By Stephen Smith, Eckerson Group.
The hype over big data is on the wane. The cloud, Hadoop and their variants have solved it. But ‘big data’ is where a lot of people are still spending a lot of money building bigger infrastructures to process, hold and curate these immense databases. This blind pursuit of ‘big’is generating some sizable and avoidable costs in infrastructure andhuman resources.
It is now time to change the discussion from ‘big data’ to ‘deep data’. Instead of collecting all the possible data to achieve ‘big data’ we now need to be more thoughtful and judicious. We need to now let some data fall on the floor and seek out variety over volume and quality over quantity. This will have many long term benefits.
The Myths of Big Data
To understand this transition from ‘big’ to ‘deep’ let’s first look at some of mistaken notions we have about big data. Here are some of the big myths:
-
All data can and should be captured and stored.
-
More data always helps build a more accurate predictive model.
-
The storage costs of more data is nearly zero.
-
The computation costs of more data is nearly zero.
Here are the realities:
-
Data from the IoT and web traffic still overwhelms our ability to capture it all. Some data must be let drop to the floor at ingestion. We need to be smart. We need to triage our data based on value.
-
The same data example repeated a thousand times doesn’t improve the accuracy of a predictive model.
-
The costs of storing more data is not just the dollar per terabyte that Amazon Web Services charges you. It is also the additional complexity of finding and managing multiple data sources and the ‘virtual weight’ of moving and using that data by your staff. These costs are often higher than the storage and computation charges.
-
AI algorithms need for computational resources can quickly outstrip even an elastic cloud infrastructure. Computational resources grow linearly while computational needs can grow super linearly or even exponentially if not expertly managed.
The problem with believing these myths is that you will architect your information systems in ways that look good on paper or in the long run but are too cumbersome in the immediate time frame to be useful.

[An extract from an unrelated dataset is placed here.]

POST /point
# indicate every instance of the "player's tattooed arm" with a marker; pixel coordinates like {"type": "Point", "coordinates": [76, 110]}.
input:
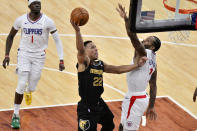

Four Problems with Big Data
Here are four problems with blindly believing that ‘more is better’ when it comes to data:
-
More of the same doesn’t help. In building machine learning models for AI, diversity of training examples is critically important. The reason for this is that the models are trying to determine concept boundaries. For example,if your model is trying to define the concept of a ‘retired worker’ by using age and occupation then repeated examples of 32 year old Certified Public Accountants does the model little good since none of them are retired. It is much more helpful to get examples at the concept boundary of age 65 and to see how retirement varies with occupation.
-
Noisy data can hurt a model.If new data has errors in it, or is imprecise it will only serve to muddy the boundary between two concepts that an AI is trying to learn. More data, in this case, won’t help and could actually decrease the accuracy of your existing models.
-
Big data slows everything down. Building a model on a terabyte of data may take one thousand times longer than building a model on a gigabyte of data. Or it might take ten thousand times longer depending on the learning algorithm.Data science is all about rapid experimentation. Better to be nimble and imperfect. Fail fast. Fail forward.
-
Big data implementable models.The end goal of any predictive model is to create a highly accurate model that can be deployed for the business. Sometimes using more obscure data from the dark recesses of the data lake may result in higher accuracy but the data used might be unreliable for actual deployment. Better to have a less accurate model that runs quickly and can be used by business.
Four Things to Do Better
There are several things that you can do to combat the ‘dark side’ of big data and move towards a deep data mindset:
-
Understand the accuracy / execution trade off. Too often data scientists assume that more accurate models are the goal. Start your project off with explicit ROI expectations based on both accuracy and speed of deployment.
-
Build every model with a random sample.If you’ve got big data then there is no reason to use all of it. If you have a good random sampling function, then you can accurately predict the accuracy of a model built with the entire database from small samples. Work rapidly with small samples then build the final model with the entire database.
-
Drop some data.If you are overwhelmed with streaming data coming in from IoT devices and other sources feel free to be smart about throwing some data away. Maybe throw a lot of data away. You can’t buy enough disk to store it all and it will gum up everything you are working on in later stages of your data science production line.
-
Look for more data sources.Many of the recent breakthroughs in AI have come not from larger datasets but from the ability of the machine learning algorithms to tap into data that was previously unavailable to them. For example the large text, image, video and audio datasets that are commonplace today didn’t exist twenty years ago. Be constantly on the lookout for these new data opportunities.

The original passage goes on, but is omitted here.